22 de dezembro de 2009

Letter .

Você me conhece tão bem e sabe que odeio falhar. Odeio. Sei o quanto você irá me odiar nesse momento. Eu sinto muito. Sinto tanto. Tenha paciência comigo, por favor. Não estou te abandonando, não pense assim. Sempre fui por você, sou por você. Eu serei o seu anjo da guarda. Te prometo que não deixarei que mal algum lhe atinja. E nunca haverá frio, nunca haverá medo. Quando parecer que o mundo a sua volta está ruindo, não haverá dor. Eu preciso que seja assim, meu bem. Preciso disso. Já sentiu como se estivesse morrendo aos poucos? E uma dor que não é física e deixa minha mente dormente. Me prometa algo. Estude, se cuide e seja muito feliz. Cante alto quando estiver triste e mais alto ainda quando feliz. Isso é tudo.
Eu te amo muito.

Essa vida louca vida, essa vida breve. Já que não posso levá-la, quero que ela me leve.

17 de dezembro de 2009

Formigas não têm sentimentos

Rotina. Sobe, desce, cava. É proibido parar pra dormir, é proibido parar pra descansar. O cair de uma folha pode atrapalhar o caminho por alguns poucos segundos, fazendo-as sair daquele torpor, atrapalhando a automaticidade dos movimentos. O desespero reina por um ínfimo de tempo, porém uma solução é logo aplicada: simplesmente contornar a folha. Assim acontece, infinitamente. Civilizações são escavadas sob civilizações. Se um piquenique desfrutado num parque por um casal apaixonado entra no meio do caminho das formigas, não haverá amor - nem um grãozinho de brioche sequer pra contar história.
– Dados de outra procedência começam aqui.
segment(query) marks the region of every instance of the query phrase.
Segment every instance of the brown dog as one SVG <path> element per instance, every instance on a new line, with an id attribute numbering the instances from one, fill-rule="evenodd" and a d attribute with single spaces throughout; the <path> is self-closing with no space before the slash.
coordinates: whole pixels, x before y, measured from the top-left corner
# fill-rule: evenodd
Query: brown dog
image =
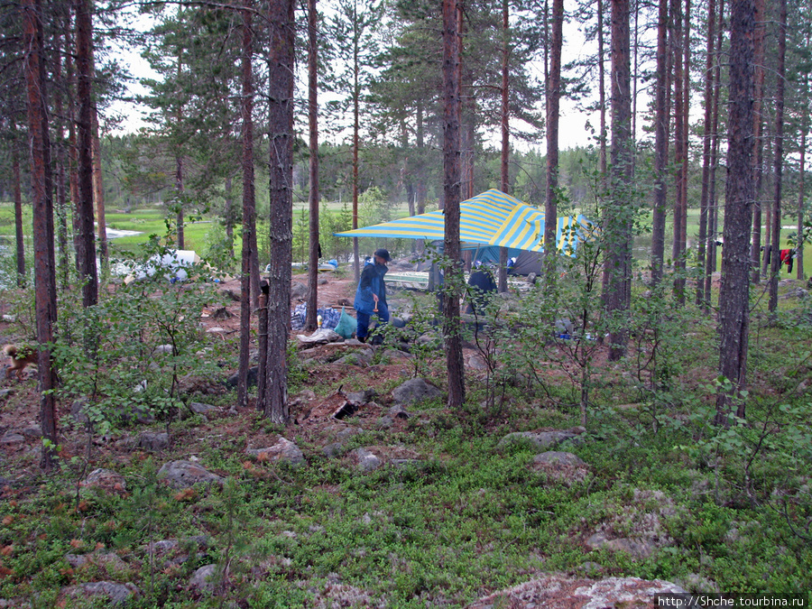
<path id="1" fill-rule="evenodd" d="M 11 378 L 12 373 L 16 370 L 19 381 L 23 380 L 23 371 L 25 367 L 31 364 L 36 365 L 39 357 L 36 349 L 28 346 L 18 348 L 14 345 L 6 345 L 3 347 L 3 352 L 8 355 L 11 364 L 5 369 L 5 378 Z"/>

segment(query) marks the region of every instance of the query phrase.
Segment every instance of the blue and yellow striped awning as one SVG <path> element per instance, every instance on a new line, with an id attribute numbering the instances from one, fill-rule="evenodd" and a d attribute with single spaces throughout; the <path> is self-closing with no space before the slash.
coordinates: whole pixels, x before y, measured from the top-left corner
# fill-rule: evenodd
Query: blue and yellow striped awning
<path id="1" fill-rule="evenodd" d="M 459 205 L 459 239 L 467 247 L 494 245 L 530 252 L 544 251 L 544 212 L 495 189 Z M 592 223 L 584 216 L 558 219 L 556 242 L 561 254 L 575 255 Z M 336 233 L 337 236 L 427 239 L 445 235 L 442 209 L 420 216 Z"/>

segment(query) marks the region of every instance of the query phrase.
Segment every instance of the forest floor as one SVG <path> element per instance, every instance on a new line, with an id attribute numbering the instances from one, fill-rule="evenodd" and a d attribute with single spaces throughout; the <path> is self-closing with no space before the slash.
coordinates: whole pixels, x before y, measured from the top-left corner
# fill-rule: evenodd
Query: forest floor
<path id="1" fill-rule="evenodd" d="M 320 306 L 352 301 L 351 278 L 321 277 Z M 799 288 L 790 283 L 782 293 Z M 217 290 L 238 293 L 239 284 Z M 22 310 L 11 302 L 20 298 L 9 295 L 0 313 Z M 411 291 L 389 298 L 413 313 L 433 306 Z M 521 295 L 515 302 L 525 315 Z M 576 583 L 610 580 L 807 594 L 812 307 L 803 298 L 782 307 L 778 324 L 754 311 L 748 421 L 727 430 L 707 424 L 715 324 L 690 307 L 641 328 L 624 362 L 590 344 L 586 376 L 573 342 L 503 336 L 483 350 L 469 337 L 467 400 L 456 411 L 442 397 L 439 344 L 412 354 L 392 342 L 299 346 L 282 426 L 253 398 L 235 408 L 224 385 L 239 335 L 239 303 L 226 299 L 229 317 L 215 318 L 215 306 L 200 317 L 199 353 L 219 348 L 220 372 L 181 378 L 182 401 L 210 410 L 88 430 L 74 422 L 76 401 L 60 400 L 51 474 L 39 466 L 29 368 L 0 385 L 0 607 L 108 606 L 115 594 L 133 607 L 475 606 L 530 582 L 532 593 L 475 606 L 568 607 L 581 606 Z M 23 341 L 30 327 L 0 322 L 0 341 Z M 395 390 L 415 375 L 442 395 L 401 403 Z M 370 390 L 333 416 L 348 394 Z M 122 396 L 140 400 L 132 387 Z M 166 443 L 154 444 L 162 433 Z M 549 451 L 577 460 L 549 465 Z M 159 482 L 157 470 L 177 461 L 226 484 Z M 98 468 L 120 482 L 94 486 Z M 568 592 L 544 596 L 553 587 Z"/>

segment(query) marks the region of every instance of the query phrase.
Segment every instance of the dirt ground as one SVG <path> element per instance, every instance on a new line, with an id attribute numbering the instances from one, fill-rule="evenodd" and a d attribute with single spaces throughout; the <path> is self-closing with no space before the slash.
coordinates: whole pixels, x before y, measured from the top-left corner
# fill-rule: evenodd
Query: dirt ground
<path id="1" fill-rule="evenodd" d="M 322 272 L 319 274 L 321 282 L 318 286 L 318 305 L 319 307 L 332 306 L 340 309 L 342 305 L 346 306 L 346 310 L 350 315 L 355 315 L 352 309 L 352 300 L 355 295 L 355 282 L 352 277 L 343 278 L 337 277 L 331 272 Z M 306 275 L 294 275 L 293 283 L 303 283 L 307 285 Z M 219 289 L 226 295 L 234 295 L 238 298 L 240 291 L 240 283 L 238 280 L 230 280 L 225 281 L 219 286 Z M 390 297 L 392 298 L 392 297 Z M 396 299 L 397 296 L 394 296 Z M 293 306 L 303 300 L 294 300 L 291 301 L 291 309 Z M 226 299 L 226 309 L 229 315 L 223 316 L 222 312 L 218 313 L 217 309 L 212 307 L 204 309 L 200 322 L 206 330 L 216 328 L 217 332 L 227 337 L 228 342 L 236 343 L 236 337 L 239 336 L 240 326 L 240 303 L 234 297 Z M 8 307 L 0 303 L 0 313 L 7 313 Z M 301 332 L 293 332 L 292 336 L 300 334 Z M 23 330 L 17 322 L 11 322 L 6 319 L 0 319 L 0 345 L 15 344 L 20 342 L 27 342 L 26 337 L 23 336 Z M 353 349 L 360 348 L 360 346 L 353 347 L 344 345 L 327 345 L 317 346 L 309 349 L 302 349 L 300 359 L 304 362 L 305 374 L 311 379 L 311 382 L 305 383 L 306 386 L 333 385 L 334 387 L 342 387 L 346 392 L 356 391 L 358 382 L 362 378 L 359 374 L 359 368 L 349 364 L 339 364 L 333 362 L 335 357 L 334 351 L 342 350 L 351 352 Z M 0 354 L 3 359 L 4 372 L 7 365 L 5 355 Z M 222 402 L 222 396 L 226 392 L 226 389 L 222 386 L 222 381 L 230 374 L 236 372 L 235 370 L 223 371 L 223 379 L 211 380 L 208 383 L 204 382 L 203 386 L 188 388 L 190 393 L 190 399 L 193 401 L 215 401 Z M 6 476 L 23 476 L 26 477 L 34 474 L 38 469 L 36 465 L 38 459 L 30 458 L 34 457 L 40 446 L 40 428 L 39 428 L 39 395 L 36 391 L 37 387 L 37 372 L 36 368 L 30 366 L 25 370 L 24 380 L 18 381 L 16 378 L 6 379 L 5 374 L 0 378 L 0 464 L 5 470 Z M 394 362 L 387 365 L 377 364 L 364 369 L 363 378 L 364 387 L 374 387 L 381 385 L 392 384 L 392 379 L 407 380 L 411 376 L 411 366 L 408 360 Z M 295 433 L 297 436 L 311 440 L 317 440 L 329 437 L 335 432 L 337 426 L 341 427 L 343 424 L 332 419 L 332 417 L 309 417 L 310 412 L 317 411 L 322 404 L 328 404 L 330 400 L 335 400 L 335 394 L 331 394 L 327 398 L 321 396 L 317 398 L 315 393 L 309 390 L 303 390 L 299 394 L 290 397 L 290 407 L 291 416 L 291 425 L 296 426 Z M 386 395 L 376 396 L 374 401 L 364 406 L 364 411 L 355 414 L 362 421 L 368 420 L 369 421 L 377 420 L 383 414 L 385 414 L 388 409 L 388 402 L 391 398 Z M 252 423 L 254 413 L 254 401 L 252 398 L 249 408 L 245 411 L 237 413 L 234 416 L 234 412 L 227 413 L 226 409 L 219 416 L 211 418 L 211 422 L 207 425 L 208 431 L 217 433 L 230 434 L 245 434 L 257 442 L 267 440 L 263 432 L 257 431 Z M 70 404 L 58 402 L 58 428 L 60 429 L 60 444 L 63 446 L 63 457 L 69 457 L 74 454 L 81 454 L 82 445 L 86 441 L 87 436 L 82 432 L 80 428 L 71 427 L 68 425 L 70 420 Z M 395 427 L 402 426 L 403 421 L 395 420 Z M 109 457 L 115 458 L 125 458 L 127 451 L 120 451 L 115 448 L 117 438 L 124 438 L 128 434 L 138 433 L 138 428 L 133 429 L 125 429 L 119 437 L 112 438 L 110 441 L 98 444 L 97 449 L 102 453 L 106 453 Z M 206 431 L 202 429 L 201 432 Z M 5 443 L 4 437 L 8 434 L 24 437 L 24 442 Z M 192 434 L 189 438 L 176 438 L 176 442 L 183 441 L 187 443 L 188 448 L 192 453 L 195 450 L 194 444 L 199 438 L 198 434 Z M 205 436 L 204 436 L 205 437 Z M 255 437 L 255 438 L 254 438 Z M 97 453 L 97 455 L 100 453 Z"/>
Formigas não dormem, formigas não são muito ambiciosas. Formigas não têm sentimentos.

 
 
Pra Yasmim Lisboa, inspiradora desse textinho tosco *-*

20 de novembro de 2009

Lacônicamente, pra variar.

O que você quer? Olha pra mim, vê. Eu não presto, nem sinto muito. E se disser que sinto, minto. O melhor de mim eu escondo e o pior eu exibo estampado na minha cara. Nesse olhar frio e direto que transpassa o corpo e a alma, que feito detector de mentiras, sente cada vibração, cada mudança de postura. E se o teu coração palpita, posso ouvir a quilômetros de distância, como uma melodia cantada pra me enfeitiçar. Mas não. Você não me engana, nem com o seu discurso mais prolixo sobre o que é o amor, sobre que sem você não saberei quem sou. Desculpa, meu bem, mas se iludir é dos anos 80. Perdeste o lugar no pódio das minhas lembranças. Envergonha-te.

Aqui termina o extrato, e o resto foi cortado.